In partial fulfillment of the requirements for the degree of

Doctor of Philosophy in Bioinformatics

in the School of Biological Sciences

 

Matthew Hunter Seabolt

 

Defends his thesis:

Expanding the Bioinformatics Toolbox for DIVERSITY and TAXONOMIC STUDIES OF Microbial Eukaryotic Pathogens

 

Wednesday July 26, 2023

3:00-4:00pm

Krone Engineered Biosystems Building, Children’s Healthcare of Atlanta Seminar Room (EBB 1005)

Join Zoom Meeting

 

Thesis Advisor:

Dr. Kostas Konstantinidis, Advisor

School of Civil & Environmental Engineering

Georgia Institute of Technology

 

Committee Members:

Dr. Joel Kostka

School of Biological Sciences

Georgia Institute of Technology

 

Dr. I. King Jordan

School of Biological Sciences

Georgia Institute of Technology

 

Dr. Christine Heitsch

School of Mathematics

Georgia Institute of Technology

 

Dr. Dawn M. Roellig

Waterborne Disease Prevention Branch

Division of Foodborne, Waterborne, and Environmental Diseases

Centers for Disease Control and Prevention

 

Abstract:
Cataloguing and studying microbial eukaryote diversity and speciation present unique challenges due to their evolutionary divergence from well-studied model genomes, limited culturing methods, and uncertain taxonomy. The scarcity of high-quality genomic data poses a significant obstacle to understanding genome relatedness and important traits like virulence and antimicrobial resistance, with much debate centered on how to reconcile discordant phylogenetic signals from existing molecular typing data with historical records and type specimens.  Thus far, no major movement has occurred in almost two decades.  Additionally, existing bioinformatics methods need advancement to handle large eukaryotic genomes effectively.
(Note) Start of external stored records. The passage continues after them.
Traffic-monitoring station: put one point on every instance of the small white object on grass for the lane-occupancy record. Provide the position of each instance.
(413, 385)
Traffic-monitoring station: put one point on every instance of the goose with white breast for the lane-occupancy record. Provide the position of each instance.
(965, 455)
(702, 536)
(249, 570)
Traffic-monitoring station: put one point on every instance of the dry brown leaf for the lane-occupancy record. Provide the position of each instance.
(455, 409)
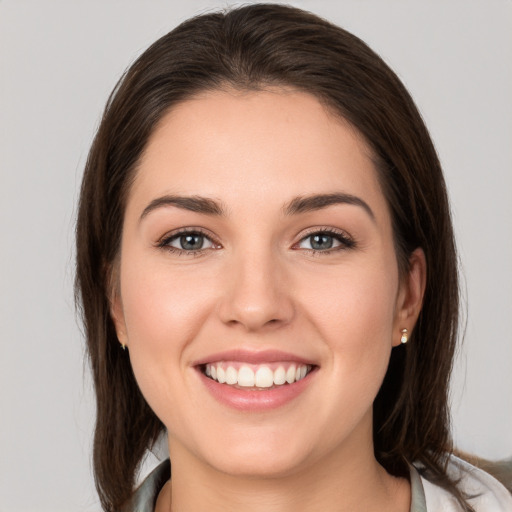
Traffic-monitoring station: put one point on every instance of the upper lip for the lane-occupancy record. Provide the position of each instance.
(252, 357)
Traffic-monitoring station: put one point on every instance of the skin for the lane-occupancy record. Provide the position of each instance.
(257, 286)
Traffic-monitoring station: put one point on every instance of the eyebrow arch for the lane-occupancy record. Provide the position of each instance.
(318, 201)
(197, 204)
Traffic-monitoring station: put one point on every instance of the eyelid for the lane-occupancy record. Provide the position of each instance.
(163, 241)
(346, 240)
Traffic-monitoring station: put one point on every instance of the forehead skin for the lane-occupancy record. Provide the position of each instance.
(209, 120)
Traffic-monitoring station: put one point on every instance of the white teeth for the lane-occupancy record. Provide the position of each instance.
(263, 377)
(246, 377)
(279, 376)
(290, 374)
(231, 375)
(221, 375)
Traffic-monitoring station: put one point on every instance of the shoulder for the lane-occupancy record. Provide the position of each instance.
(484, 492)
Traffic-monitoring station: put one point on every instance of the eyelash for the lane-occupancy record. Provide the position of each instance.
(346, 242)
(166, 240)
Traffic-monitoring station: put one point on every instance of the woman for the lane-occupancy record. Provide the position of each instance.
(264, 229)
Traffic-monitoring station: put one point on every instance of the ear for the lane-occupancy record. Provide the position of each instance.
(410, 296)
(116, 308)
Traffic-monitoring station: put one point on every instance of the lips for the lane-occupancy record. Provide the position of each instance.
(235, 373)
(255, 381)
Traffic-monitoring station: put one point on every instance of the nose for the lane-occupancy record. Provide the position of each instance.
(257, 293)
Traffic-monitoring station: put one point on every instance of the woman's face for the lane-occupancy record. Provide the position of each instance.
(257, 249)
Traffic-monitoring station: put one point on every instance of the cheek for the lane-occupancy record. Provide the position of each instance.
(163, 313)
(354, 312)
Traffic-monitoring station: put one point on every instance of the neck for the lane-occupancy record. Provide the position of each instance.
(337, 482)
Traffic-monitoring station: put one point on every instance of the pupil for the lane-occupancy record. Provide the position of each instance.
(191, 242)
(321, 242)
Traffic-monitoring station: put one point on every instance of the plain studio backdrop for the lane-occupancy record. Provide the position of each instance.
(58, 62)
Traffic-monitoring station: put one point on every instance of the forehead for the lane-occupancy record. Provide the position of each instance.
(263, 147)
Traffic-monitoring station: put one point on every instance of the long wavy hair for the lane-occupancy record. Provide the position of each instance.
(251, 48)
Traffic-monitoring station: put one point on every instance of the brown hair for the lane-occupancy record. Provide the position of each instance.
(251, 48)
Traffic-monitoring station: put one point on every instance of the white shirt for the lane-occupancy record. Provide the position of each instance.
(489, 495)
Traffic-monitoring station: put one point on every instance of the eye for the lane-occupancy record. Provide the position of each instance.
(187, 242)
(326, 241)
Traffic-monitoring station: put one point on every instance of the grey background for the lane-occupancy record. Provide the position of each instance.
(58, 62)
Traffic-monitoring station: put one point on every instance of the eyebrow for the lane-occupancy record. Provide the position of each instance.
(319, 201)
(296, 206)
(196, 204)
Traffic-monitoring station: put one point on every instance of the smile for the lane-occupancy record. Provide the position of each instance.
(263, 376)
(255, 381)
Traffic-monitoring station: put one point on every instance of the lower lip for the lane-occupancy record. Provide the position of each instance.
(255, 400)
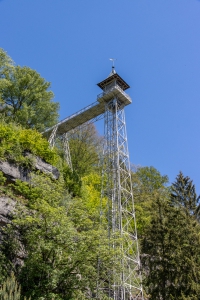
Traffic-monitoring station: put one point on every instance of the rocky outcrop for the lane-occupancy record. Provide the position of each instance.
(13, 171)
(7, 206)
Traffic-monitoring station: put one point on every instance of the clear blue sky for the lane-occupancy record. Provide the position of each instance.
(157, 46)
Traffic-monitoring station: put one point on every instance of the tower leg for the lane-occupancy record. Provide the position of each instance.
(67, 150)
(125, 278)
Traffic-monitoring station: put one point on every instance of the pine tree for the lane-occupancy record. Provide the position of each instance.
(170, 254)
(10, 290)
(184, 195)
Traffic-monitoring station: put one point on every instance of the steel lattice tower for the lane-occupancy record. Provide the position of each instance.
(124, 281)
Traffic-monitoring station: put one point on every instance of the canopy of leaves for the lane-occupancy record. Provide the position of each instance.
(15, 141)
(25, 96)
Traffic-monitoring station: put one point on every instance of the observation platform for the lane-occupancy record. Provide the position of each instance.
(93, 111)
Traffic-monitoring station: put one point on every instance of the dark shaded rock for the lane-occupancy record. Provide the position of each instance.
(13, 172)
(7, 206)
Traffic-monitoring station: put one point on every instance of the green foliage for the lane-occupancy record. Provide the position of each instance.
(85, 146)
(25, 96)
(183, 194)
(10, 289)
(15, 141)
(170, 253)
(72, 181)
(148, 184)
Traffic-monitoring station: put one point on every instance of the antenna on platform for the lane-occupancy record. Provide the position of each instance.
(113, 65)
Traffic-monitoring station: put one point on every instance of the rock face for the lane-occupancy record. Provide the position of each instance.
(7, 206)
(13, 172)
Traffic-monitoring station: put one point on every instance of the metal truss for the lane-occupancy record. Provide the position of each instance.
(52, 137)
(124, 280)
(66, 150)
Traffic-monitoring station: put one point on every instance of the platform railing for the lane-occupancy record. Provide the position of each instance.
(111, 89)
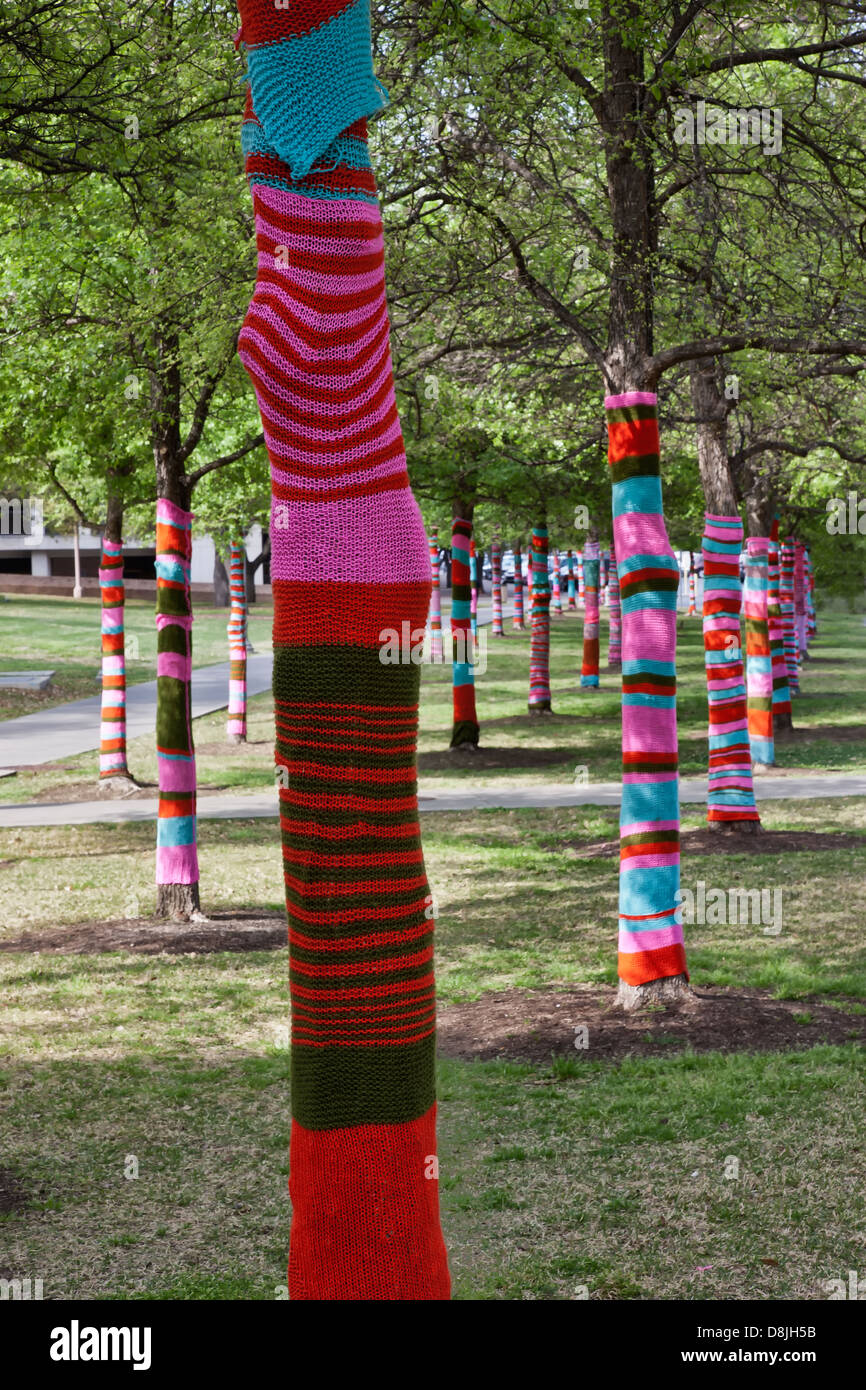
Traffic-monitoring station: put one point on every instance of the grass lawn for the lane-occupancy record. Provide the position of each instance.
(516, 748)
(556, 1179)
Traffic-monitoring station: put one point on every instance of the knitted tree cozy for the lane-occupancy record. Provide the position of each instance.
(349, 565)
(781, 695)
(799, 598)
(651, 937)
(235, 727)
(786, 590)
(177, 859)
(615, 617)
(496, 587)
(556, 602)
(540, 642)
(591, 615)
(572, 584)
(435, 599)
(759, 660)
(731, 795)
(464, 729)
(519, 619)
(113, 717)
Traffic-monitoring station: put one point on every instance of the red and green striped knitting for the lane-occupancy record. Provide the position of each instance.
(731, 794)
(519, 623)
(781, 695)
(591, 615)
(177, 861)
(113, 727)
(651, 937)
(759, 660)
(350, 570)
(435, 599)
(235, 727)
(615, 617)
(540, 641)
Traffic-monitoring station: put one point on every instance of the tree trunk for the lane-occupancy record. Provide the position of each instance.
(350, 562)
(759, 662)
(435, 601)
(540, 640)
(235, 729)
(496, 630)
(591, 613)
(615, 617)
(731, 794)
(519, 617)
(221, 583)
(113, 770)
(464, 729)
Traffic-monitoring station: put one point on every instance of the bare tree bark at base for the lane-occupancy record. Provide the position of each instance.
(177, 901)
(673, 988)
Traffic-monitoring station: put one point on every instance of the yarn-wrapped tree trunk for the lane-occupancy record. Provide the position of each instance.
(651, 950)
(540, 641)
(235, 729)
(591, 615)
(787, 615)
(759, 660)
(519, 623)
(113, 715)
(496, 630)
(558, 594)
(349, 569)
(799, 599)
(615, 617)
(435, 599)
(731, 794)
(781, 694)
(464, 729)
(177, 858)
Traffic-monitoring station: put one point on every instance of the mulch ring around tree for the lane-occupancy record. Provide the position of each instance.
(540, 1025)
(705, 841)
(145, 936)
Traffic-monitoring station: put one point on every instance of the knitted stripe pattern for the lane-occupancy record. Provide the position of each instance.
(651, 938)
(496, 630)
(731, 795)
(759, 660)
(519, 619)
(463, 673)
(435, 599)
(781, 695)
(540, 642)
(473, 570)
(591, 616)
(799, 598)
(237, 647)
(787, 615)
(558, 594)
(615, 617)
(349, 567)
(113, 716)
(177, 859)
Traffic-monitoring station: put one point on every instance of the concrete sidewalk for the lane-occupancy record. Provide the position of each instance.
(263, 805)
(72, 729)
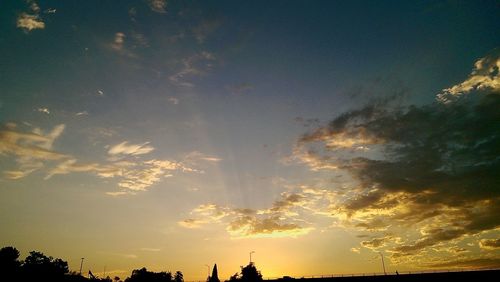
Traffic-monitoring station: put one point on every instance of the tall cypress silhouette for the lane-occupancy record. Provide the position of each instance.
(215, 276)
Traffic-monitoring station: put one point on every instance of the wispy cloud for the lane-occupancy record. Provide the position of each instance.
(31, 149)
(205, 28)
(118, 41)
(83, 113)
(195, 65)
(150, 249)
(282, 219)
(490, 244)
(30, 21)
(118, 45)
(158, 6)
(125, 149)
(240, 88)
(418, 171)
(485, 76)
(43, 110)
(195, 157)
(173, 100)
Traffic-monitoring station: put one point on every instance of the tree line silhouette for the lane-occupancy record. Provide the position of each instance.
(37, 266)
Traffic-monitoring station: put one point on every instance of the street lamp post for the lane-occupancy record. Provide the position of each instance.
(208, 270)
(383, 264)
(251, 256)
(81, 264)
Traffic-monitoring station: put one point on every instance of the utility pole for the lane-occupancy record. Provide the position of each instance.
(208, 270)
(383, 264)
(81, 264)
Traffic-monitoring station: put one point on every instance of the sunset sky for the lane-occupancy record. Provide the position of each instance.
(319, 134)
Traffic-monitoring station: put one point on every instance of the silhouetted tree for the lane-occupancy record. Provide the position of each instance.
(40, 267)
(178, 277)
(9, 263)
(234, 278)
(215, 275)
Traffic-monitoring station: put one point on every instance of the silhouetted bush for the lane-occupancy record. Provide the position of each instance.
(143, 275)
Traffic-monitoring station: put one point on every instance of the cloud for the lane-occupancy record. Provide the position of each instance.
(118, 45)
(84, 113)
(158, 6)
(240, 89)
(204, 29)
(195, 65)
(118, 41)
(34, 149)
(467, 263)
(132, 176)
(31, 150)
(427, 172)
(43, 110)
(485, 76)
(17, 174)
(489, 244)
(376, 243)
(282, 219)
(150, 249)
(133, 150)
(32, 20)
(195, 157)
(173, 100)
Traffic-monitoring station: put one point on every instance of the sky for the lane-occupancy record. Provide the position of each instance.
(320, 135)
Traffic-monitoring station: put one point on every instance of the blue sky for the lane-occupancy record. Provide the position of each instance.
(241, 125)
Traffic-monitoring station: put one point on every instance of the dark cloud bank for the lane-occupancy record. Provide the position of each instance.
(441, 161)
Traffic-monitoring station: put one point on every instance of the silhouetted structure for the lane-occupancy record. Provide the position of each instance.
(249, 273)
(143, 275)
(215, 275)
This research aims to expand the set of available bioinformatics tools for the comparative analysis of genomes of microbial eukaryotes. Case studies using the protozoan parasite Giardia duodenalis as a model organism are presented. These studies include (i) developing a new, automated pipeline for identifying the best gene markers in the genome for phylogenetic reconstruction purposes and strain-level resolution, (ii) the creation of a statistical framework to identify cryptic species and quantify their evolutionary relationships, and (iii) improving reference genome annotation of the Giardia genome.  Lastly, we employed the genome aggregate average nucleotide identity (ANI) and graph-based methods to assess whether or not natural boundaries between eukaryotic species exist, similar to those previously observed for Prokaryotes, and study the relationship between shared gene content and ANI (or degree of genetic relatedness).


The findings suggest that sequence-discrete clusters of genomes, akin to traditional species, are prevalent among the examined genomes and our methodology is robust across eukaryote phyla and at multiple taxonomic hierarchies. Applying the conclusions from this research, such as 95% ANI as a general-purpose species boundary in eukaryotes as well as ANI’s utility for molecular typing, this research’s conclusions contribute novel biological insights and bioinformatics methods to the toolkit for eukaryote taxonomy, and genome analysis.